Vite brevi comunque, intense e spesso bruciate nell’arco di un mattino, oppure abbandonate a se stesse fino all’isolamento e al marciume, come accade ai genii misconosciuti e ai maritozzi dimenticati. Molti punti in comune ha pure il contegno con cui essi affrontano un destino singolare, raccolti e compresi nella profonda originalità del ruolo che gli tocca al mondo, originalità che sia gli uni che gli altri vivono barcamenandosi tra vittimismo e titanismo, abbandono e ribellione…

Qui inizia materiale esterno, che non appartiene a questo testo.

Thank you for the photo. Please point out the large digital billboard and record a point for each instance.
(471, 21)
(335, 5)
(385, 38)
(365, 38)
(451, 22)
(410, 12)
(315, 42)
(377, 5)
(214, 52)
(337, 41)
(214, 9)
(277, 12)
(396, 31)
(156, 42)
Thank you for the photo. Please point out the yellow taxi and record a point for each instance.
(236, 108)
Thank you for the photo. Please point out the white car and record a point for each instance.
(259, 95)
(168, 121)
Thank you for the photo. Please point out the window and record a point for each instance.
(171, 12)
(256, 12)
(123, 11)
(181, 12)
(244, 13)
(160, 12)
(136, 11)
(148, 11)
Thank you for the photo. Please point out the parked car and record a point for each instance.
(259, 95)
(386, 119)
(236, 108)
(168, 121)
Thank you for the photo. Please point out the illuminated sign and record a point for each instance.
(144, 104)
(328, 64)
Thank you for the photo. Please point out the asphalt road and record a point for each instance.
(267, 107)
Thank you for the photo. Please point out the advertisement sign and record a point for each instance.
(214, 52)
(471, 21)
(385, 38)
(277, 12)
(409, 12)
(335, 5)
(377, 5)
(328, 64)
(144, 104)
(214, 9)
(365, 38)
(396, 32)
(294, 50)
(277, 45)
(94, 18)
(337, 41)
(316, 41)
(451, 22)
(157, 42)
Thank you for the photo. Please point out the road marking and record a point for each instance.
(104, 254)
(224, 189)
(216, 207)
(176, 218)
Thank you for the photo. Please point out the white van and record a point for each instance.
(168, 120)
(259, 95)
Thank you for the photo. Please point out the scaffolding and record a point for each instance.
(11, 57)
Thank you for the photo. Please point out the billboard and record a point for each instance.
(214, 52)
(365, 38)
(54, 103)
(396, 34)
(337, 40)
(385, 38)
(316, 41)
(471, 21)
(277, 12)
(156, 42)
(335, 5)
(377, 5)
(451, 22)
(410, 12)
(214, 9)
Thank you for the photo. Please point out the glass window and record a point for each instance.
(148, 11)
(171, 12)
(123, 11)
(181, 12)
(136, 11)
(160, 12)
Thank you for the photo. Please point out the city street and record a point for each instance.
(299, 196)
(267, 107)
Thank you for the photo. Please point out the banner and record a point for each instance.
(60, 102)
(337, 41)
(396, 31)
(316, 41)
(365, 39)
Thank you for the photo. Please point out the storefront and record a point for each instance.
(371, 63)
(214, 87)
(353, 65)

Se qualcuno a questo punto farà obiezione, sostenendo che mai si sono notati atteggiamenti titanici nei maritozzi, basterà indicare lo spettacolo, grandioso e drammatico dei cartoni, dove essi stanno impilati a volte fino al soffitto. E se qualcun’altro di carattere malevolo insisterà che mai s’è visto un maritozzo ribellarsi, gli si dovrà rispondere additando le patacche sulle giacche, causate da improvvise, quanto scellerate fuoriuscite di blocchi di panna ribelle, in conseguenza badate non di un errore dell’arraffatore, bensì per uno schiacciamento naturale e anzi del tutto necessario all’imboccatura del dolce in questione. E bisognerà di concerto far notare l’estrema somiglianza di tali sbocchi con gli improvvisi sbotti d’ira rabbiosa dei genii, e perfino con gli esiti creativi che ne derivano. Non si escluderà nemmeno, fidando nell’episodica conoscenza artistica dei perdigiorno-ascoltatori, che esistano opere d’arte geniali costruite proprio e amalgamate con patacche gittate sulla tela. Ma pure se questo non è ancora successo, ciò non vuol dire che non possa succedere, e forse ne leggeremo a giorni fra le tantissime manifestazioni di genialità del nostro tempo.

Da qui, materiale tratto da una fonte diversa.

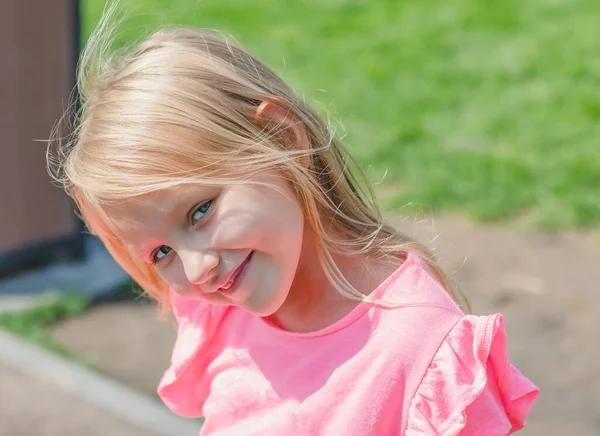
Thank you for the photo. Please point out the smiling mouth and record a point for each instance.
(236, 273)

È questa l’epoca infatti in cui la quantità di genii pare molto aumentata, mentre è vero che i maritozzi sembrano subire un malinconico accantonamento dal mondo delle paste lievitate. Ma proprio superando con slancio tale contrasto apparente, e anzi affidandoci a uno degli stereotipi più duri a morire, quello del legame stretto tra genialità e malinconia, non faremo fatica a notare un’ulteriore affinità tra le due specie. E che dire dell’impeto con cui, sia genii che maritozzi, si elevano a padroni dell’intera realtà circostante, con il diritto e il lievito della loro singolarità? Cosa della virtù innata che li anima? Dei maltrattamenti che subiscono dalla sorte e dai contemporanei? Del loro appartenere a tutta l’umanità? Che cosa delle ricchezze, squisitezze e senso d’appagamento di cui ci rendono partecipi come esseri umani? Come si potrà insidiosamente sostenere una loro diversità sostanziale, perché i genii non hanno dentro né uva passa né pinoli, e quasi mai vengono cotti al forno, quando chiunque può rendersi conto della scipitaggine di tali minimi particolari, tutti da provare oltretutto, come dire che uno ha gli occhi chiari e un altro il piede valgo, che uno va all’università e l’altro no? I genii hanno idee fulminee, i maritozzi no? Dei genii si parla e si scrive, e ci si ricorda pure dopo la morte, dei maritozzi no? Vi paiono queste differenze durevoli e sostanziali? Semmai potranno apparire come punti a favore per i maritozzi, negli ambiti particolari di un destino più fortunato, come uno che nasce in una valle ubertosa e un altro nel deserto, una più alta percentuale di possibilità per i maritozzi di vivere in pace ciò che gli è dato da vivere, ma è tutto da verificare… E non esistono centinaia di pubblicazioni, tomi e periodici, dedicate ai dessert? E non è forse di maritozzi che stiamo ora parlando?

Si farà quindi meglio a concludere, cercando di nascondere il sudore, che non c’è poi grande differenza tra un genio e un maritozzo, tranne che l’uno mangia l’altro e non viceversa, ma non succede così pure tra i cannibali?